# Haunt Newb Is Excited to Be Here



## epicreef (Sep 28, 2009)

Hi! I'm a newb from Az and I LOVE this site! I've always been interested in haunts but I assumed making life size props and such was best reserved for the pros - after spending some time looking thru this site and your user sites, I cannot wait to start!! My husband and I already have some large pumpkin forms drying in the garage, and we're deciding which corpsing method to start on (feel free to suggest your preferred beginner corpsing method).

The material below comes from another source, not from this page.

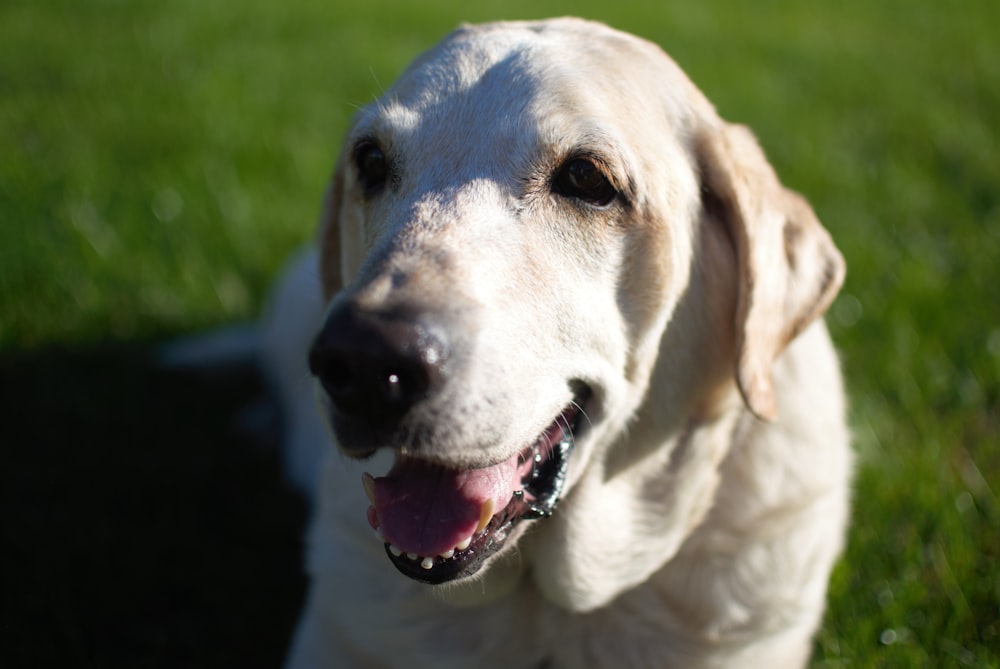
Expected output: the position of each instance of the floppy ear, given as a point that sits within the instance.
(789, 269)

Anyways, I look forward to getting elbows deep into some really nasty scarecrows and skelly props!! You guys have totally inspired me!!


----------



## RoxyBlue (Oct 6, 2008)

Welcome to the Forum, epi!


----------



## The Creepster (Sep 18, 2009)

The fresher the corpse the better I always say....


----------



## Dixie (Feb 18, 2009)

Welcome to the forum, epi - we are glad you are here!!!


----------



## Fiend4Halloween (Aug 28, 2008)

Greetings haunter


----------



## sharpobject (May 7, 2008)

Hi and welcome !!!


----------



## scareme (Aug 29, 2006)

Greetings epicreef! I have been haunting several years and just corpsed my first skelly this year. I was afraid I'd ruin it. It turned out great, I wish I'd done it years ago. Glad to hear you're jumping right in.


----------



## morbidmike (Sep 11, 2009)

welcome, to the haunt dont rush your props and they'll come out fine have fum and may all your nightmares come true


----------



## Vlad (Aug 2, 2005)

Welcome to the forum, and you can stop calling it a garage now, it's the prop room, lol.


----------



## IMU (Apr 8, 2009)

Hello and Welcome to the forum!


----------



## madmomma (Jul 1, 2009)

Welcome, glad you're here. This is the place to "pick a lot of brains"!


----------



## Death's Door (Mar 22, 2006)

Hello and welcome to the forum!!!!!!


----------



## Spooky1 (Aug 25, 2008)

Welcome to the forum, Epic.


----------



## Hauntiholik (May 17, 2006)

Welcome to the forum!


----------



## fick209 (Aug 31, 2009)

Welcome to the forum and have fun creating your 1st props. Beware, with the creation of the 1st prop you are hooked for life


----------



## The Bloodshed Brothers (Jan 25, 2009)

welcome


----------



## pyro (Oct 7, 2006)

welcome


----------